« Quelle autorité instruira cette alerte ? » C’est avec un trait d’amère ironie que Denis Zmirou-Navier conclut le courrier qu’il a adressé, lundi 4 novembre, à plusieurs associations de défense de l’environnement et de la santé publique. Le président de la Commission nationale de la déontologie et des alertes en matière de santé publique et d’environnement (CNDASPE), théoriquement chargée d’instruire les signalements de lanceurs d’alerte, lance lui-même l’alerte sur la situation de l’institution qu’il préside depuis huit ans. Ce professeur de santé publique estime que la CNDASPE – connue pour sa liberté de ton et d’action – a « perdu son indépendance », ses missions ayant été « unilatéralement rognées » par son autorité de tutelle, le ministère de la transition écologique.
En cause, la capacité de la commission à recueillir des informations confidentielles et à garantir l’anonymat des lanceurs d’alerte. Selon M. Zmirou-Navier, « la CNDASPE ne peut plus recevoir ni saisine ni signalement via sa plateforme en ligne », désactivée à l’été 2024 par l’administration. « Après plusieurs messages de protestation, j’ai formellement annoncé lors de notre réunion plénière du 17 octobre que, à défaut de réactivation de notre outil de télédéclaration et modification des pages indûment altérées avant fin octobre, je lançais une alerte publique », explique-t-il.

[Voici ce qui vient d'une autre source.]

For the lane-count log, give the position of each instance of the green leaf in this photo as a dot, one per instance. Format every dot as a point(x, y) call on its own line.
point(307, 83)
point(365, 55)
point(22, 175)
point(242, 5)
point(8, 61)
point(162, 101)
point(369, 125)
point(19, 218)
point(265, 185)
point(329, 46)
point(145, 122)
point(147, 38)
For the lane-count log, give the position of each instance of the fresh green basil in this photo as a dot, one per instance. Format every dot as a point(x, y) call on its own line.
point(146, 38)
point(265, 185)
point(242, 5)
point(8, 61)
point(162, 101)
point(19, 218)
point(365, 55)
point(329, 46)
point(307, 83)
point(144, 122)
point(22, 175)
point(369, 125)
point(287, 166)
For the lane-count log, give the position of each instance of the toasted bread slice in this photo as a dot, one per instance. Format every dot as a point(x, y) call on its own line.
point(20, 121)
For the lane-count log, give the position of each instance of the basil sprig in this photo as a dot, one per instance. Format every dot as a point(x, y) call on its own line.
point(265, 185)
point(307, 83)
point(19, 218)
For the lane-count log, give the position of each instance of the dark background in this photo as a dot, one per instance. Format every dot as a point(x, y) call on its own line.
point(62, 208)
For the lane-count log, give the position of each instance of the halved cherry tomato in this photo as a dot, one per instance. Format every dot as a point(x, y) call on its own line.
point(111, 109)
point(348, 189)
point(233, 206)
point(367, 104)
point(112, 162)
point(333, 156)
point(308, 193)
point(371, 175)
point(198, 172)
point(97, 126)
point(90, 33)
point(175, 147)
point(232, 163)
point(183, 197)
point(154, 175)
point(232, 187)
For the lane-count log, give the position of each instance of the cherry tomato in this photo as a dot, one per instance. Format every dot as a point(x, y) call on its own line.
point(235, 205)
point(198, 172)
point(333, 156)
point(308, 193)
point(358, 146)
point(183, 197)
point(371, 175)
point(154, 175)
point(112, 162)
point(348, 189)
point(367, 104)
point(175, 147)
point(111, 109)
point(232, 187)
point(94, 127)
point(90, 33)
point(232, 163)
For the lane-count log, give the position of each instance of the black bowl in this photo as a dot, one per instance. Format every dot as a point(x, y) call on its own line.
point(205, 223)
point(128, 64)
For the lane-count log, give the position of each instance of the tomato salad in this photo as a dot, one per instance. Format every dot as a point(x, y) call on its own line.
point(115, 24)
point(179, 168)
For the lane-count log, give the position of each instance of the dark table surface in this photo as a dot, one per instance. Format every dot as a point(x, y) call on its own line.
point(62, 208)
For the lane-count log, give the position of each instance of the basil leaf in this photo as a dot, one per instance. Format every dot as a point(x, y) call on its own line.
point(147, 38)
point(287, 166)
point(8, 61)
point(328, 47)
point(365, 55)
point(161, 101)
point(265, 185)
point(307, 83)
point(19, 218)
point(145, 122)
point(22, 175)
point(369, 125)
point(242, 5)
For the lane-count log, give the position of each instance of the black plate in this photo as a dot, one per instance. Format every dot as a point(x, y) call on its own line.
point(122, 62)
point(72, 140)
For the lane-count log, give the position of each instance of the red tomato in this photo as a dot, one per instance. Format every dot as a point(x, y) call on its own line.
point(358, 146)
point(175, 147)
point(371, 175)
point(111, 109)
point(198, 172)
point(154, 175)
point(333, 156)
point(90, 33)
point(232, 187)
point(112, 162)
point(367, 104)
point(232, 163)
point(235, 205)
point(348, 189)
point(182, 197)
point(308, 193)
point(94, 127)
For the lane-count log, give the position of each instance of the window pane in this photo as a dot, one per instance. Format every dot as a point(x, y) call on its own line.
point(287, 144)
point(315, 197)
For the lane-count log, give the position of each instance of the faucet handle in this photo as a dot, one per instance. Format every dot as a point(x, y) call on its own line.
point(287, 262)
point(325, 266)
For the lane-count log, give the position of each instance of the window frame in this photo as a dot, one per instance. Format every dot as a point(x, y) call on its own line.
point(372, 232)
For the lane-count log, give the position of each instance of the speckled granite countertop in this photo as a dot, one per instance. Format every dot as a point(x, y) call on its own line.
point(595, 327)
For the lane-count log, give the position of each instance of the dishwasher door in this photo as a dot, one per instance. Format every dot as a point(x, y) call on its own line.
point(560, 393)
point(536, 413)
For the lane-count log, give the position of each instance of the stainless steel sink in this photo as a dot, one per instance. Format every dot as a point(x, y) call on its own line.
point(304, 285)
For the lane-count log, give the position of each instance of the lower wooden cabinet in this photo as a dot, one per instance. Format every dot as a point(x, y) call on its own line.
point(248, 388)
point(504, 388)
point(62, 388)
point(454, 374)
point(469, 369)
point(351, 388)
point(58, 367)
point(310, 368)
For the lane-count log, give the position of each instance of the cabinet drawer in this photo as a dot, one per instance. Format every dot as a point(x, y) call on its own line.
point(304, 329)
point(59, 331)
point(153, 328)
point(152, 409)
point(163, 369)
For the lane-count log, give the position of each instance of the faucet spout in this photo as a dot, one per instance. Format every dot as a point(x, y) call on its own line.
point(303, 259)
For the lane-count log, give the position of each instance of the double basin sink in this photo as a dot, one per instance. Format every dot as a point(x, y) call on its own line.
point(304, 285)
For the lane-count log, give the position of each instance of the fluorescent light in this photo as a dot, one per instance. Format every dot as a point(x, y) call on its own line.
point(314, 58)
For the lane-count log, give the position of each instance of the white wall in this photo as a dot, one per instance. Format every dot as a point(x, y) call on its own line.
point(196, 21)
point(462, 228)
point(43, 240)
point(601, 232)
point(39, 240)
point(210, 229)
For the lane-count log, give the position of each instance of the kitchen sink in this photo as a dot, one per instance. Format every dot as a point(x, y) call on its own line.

Pour l’administration, cette mise hors ligne de la plateforme de signalement est rendue nécessaire par « la récente réforme européenne et la loi dite Waserman » de 2022 sur les lanceurs d’alerte, dont le décret d’application liste les autorités habilitées à traiter les alertes. « Depuis lors, explique-t-on au ministère de la transition écologique, la CNDASPE ne fait plus partie des autorités habilitées à recevoir les signalements des lanceurs d’alerte. » Le ministère confirme ainsi que le système de recueil des alertes a « effectivement été substitué par des liens vers les autorités compétentes et, ce, après de multiples échanges sur le sujet ».
« Une atteinte à la liberté d’expression »
Pour le ministère, ce nouveau fonctionnement permet « une saisine au plus tôt », auprès de « la bonne autorité ». Pour les questions d’environnement, celle-ci est l’inspection générale de l’environnement et du développement durable (IGEDD). Pour les sujets de santé publique, ce peut être l’Agence nationale de sécurité sanitaire de l’alimentation, de l’environnement et du travail (Anses), la Haute Autorité de santé (HAS) ou encore le Conseil de l’ordre des médecins, etc.